- Directed by: Brad Peyton
- Written by: Brad Peyton Lee Hoverd
- Produced by: James Mauro
- Starring: Nadia Litz Joshua Close
- Cinematography: Dylan MacLeod
- Edited by: Kathy Weinkauf
- Music by: Philip Stanger
- Release date: 2002;
- Running time: 9 minutes
- Country: Canada
- Language: English
- Budget: $16,000

= Evelyn: The Cutest Evil Dead Girl =

Evelyn: The Cutest Evil Dead Girl is a 2002 black comedy short film directed by Newfoundlander Brad Peyton. It stars Nadia Litz in the title role, and Joshua Close, and is narrated by Maurice Dean Wint. The film is sometimes called Evelyn: The Cutest Evil Dead Girl Ever.

==Plot==

The film is about an evil living dead girl named Evelyn who decides that she needs friends. Her gifts for other girls (including a crow's heart) only scare them. Evelyn then tries to resurrect herself through suicide, after reading a book entitled How to Kill Yourself Back to Life.

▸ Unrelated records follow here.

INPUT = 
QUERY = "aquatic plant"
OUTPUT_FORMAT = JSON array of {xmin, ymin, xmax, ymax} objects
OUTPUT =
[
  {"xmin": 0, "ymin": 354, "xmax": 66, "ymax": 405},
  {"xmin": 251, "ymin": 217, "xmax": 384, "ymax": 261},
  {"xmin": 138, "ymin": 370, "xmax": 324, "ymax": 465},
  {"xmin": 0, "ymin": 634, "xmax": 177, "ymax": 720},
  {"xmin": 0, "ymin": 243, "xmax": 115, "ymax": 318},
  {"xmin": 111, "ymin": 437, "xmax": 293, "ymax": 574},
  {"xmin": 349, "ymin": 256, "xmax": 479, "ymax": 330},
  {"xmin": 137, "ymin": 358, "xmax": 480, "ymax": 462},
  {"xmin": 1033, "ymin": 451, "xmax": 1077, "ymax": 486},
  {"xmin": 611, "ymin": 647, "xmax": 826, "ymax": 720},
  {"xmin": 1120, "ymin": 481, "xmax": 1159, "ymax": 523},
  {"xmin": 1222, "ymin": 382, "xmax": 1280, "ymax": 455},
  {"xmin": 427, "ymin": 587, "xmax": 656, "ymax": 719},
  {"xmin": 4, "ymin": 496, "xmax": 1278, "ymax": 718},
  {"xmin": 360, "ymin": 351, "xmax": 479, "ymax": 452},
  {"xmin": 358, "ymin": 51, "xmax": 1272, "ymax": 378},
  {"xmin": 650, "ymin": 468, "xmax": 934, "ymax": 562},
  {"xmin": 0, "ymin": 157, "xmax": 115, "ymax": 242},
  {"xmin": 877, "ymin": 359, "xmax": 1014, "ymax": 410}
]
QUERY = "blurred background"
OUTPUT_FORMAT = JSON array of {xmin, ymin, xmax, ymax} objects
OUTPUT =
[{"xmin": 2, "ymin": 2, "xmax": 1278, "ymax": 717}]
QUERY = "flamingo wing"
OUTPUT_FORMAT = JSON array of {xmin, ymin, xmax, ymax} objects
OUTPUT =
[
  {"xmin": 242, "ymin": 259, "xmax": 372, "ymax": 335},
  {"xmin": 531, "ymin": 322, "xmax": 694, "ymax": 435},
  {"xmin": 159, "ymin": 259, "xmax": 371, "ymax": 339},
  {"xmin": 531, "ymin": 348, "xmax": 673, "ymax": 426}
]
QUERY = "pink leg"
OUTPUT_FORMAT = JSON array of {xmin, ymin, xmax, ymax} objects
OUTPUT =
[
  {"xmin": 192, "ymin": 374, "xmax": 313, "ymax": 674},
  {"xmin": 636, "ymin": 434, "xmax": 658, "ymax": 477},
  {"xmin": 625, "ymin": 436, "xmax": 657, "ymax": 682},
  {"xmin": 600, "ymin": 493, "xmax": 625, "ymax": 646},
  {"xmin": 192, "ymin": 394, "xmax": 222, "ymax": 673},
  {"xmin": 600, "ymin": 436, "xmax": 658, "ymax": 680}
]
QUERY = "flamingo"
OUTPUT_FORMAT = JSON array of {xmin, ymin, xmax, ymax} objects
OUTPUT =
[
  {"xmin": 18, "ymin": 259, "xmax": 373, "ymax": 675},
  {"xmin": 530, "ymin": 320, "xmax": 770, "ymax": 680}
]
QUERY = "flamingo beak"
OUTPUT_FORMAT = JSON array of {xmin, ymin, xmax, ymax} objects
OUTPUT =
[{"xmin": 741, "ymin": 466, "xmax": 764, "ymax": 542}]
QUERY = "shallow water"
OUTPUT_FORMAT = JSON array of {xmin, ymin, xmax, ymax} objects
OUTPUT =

Her suicide attempts fail; part of the problem is that she wastes her bullets killing birds instead of herself, and she swings on her rope instead of hanging herself. Eventually, one boy (Close) is killed in a bus accident and becomes a living dead friend for her.

==Cast==
- Nadia Litz as Evelyn
- Joshua Close as Devin
- Heidi Ford as Rich Girl 1
- Sarah Kanter as Rich Girl 2
- Sunday Muse as Rich Girl 3
- Maurice Dean Wint as Narrator

==Production==
The film was inspired by Peyton's aunt, who was named Evelyn and one day remarked that no characters are named Evelyn in great films. At the time, Peyton was attending the Canadian Film Centre, and the film was produced by the Universal Studios Short Dramatic Film Program. Peyton co-wrote the film and acknowledged it was "very, very Seussian and Tim Burtonish."

Beyond the $16,000 needed to make the film, it had no budget for actors. Thus, Nadia Litz did not receive any money for her performance, saying she instead took the role because she liked the scene where she hangs from a rope. Close explained his acting approach to the film by saying, "It was kind of a silent movie. I had to use Charlie Chaplin expressions and you have to be blunt."

==Reception==
The film was initially shown to Peyton's classmates, who clapped in approval. A filmmaker named Jeremy Podeswa thus suggested Peyton should also show the film to a lawyer in the film business in New York. This allowed the film to be distributed among the filmmaking elite. Evelyn also appeared in the Toronto International Film Festival in 2002.

The film received a music award in the Clermont-Ferrand Short Film Festival in France and an award in the Nodance Film Festival in Utah in 2003. It also won a "Slam Dance Award". In 2004, it was nominated for the Genie Award for Best Live Action Short Drama at the 24th Genie Awards. The film has also played on television on the Canadian series ZeD, and has been described as a "fan-favorite."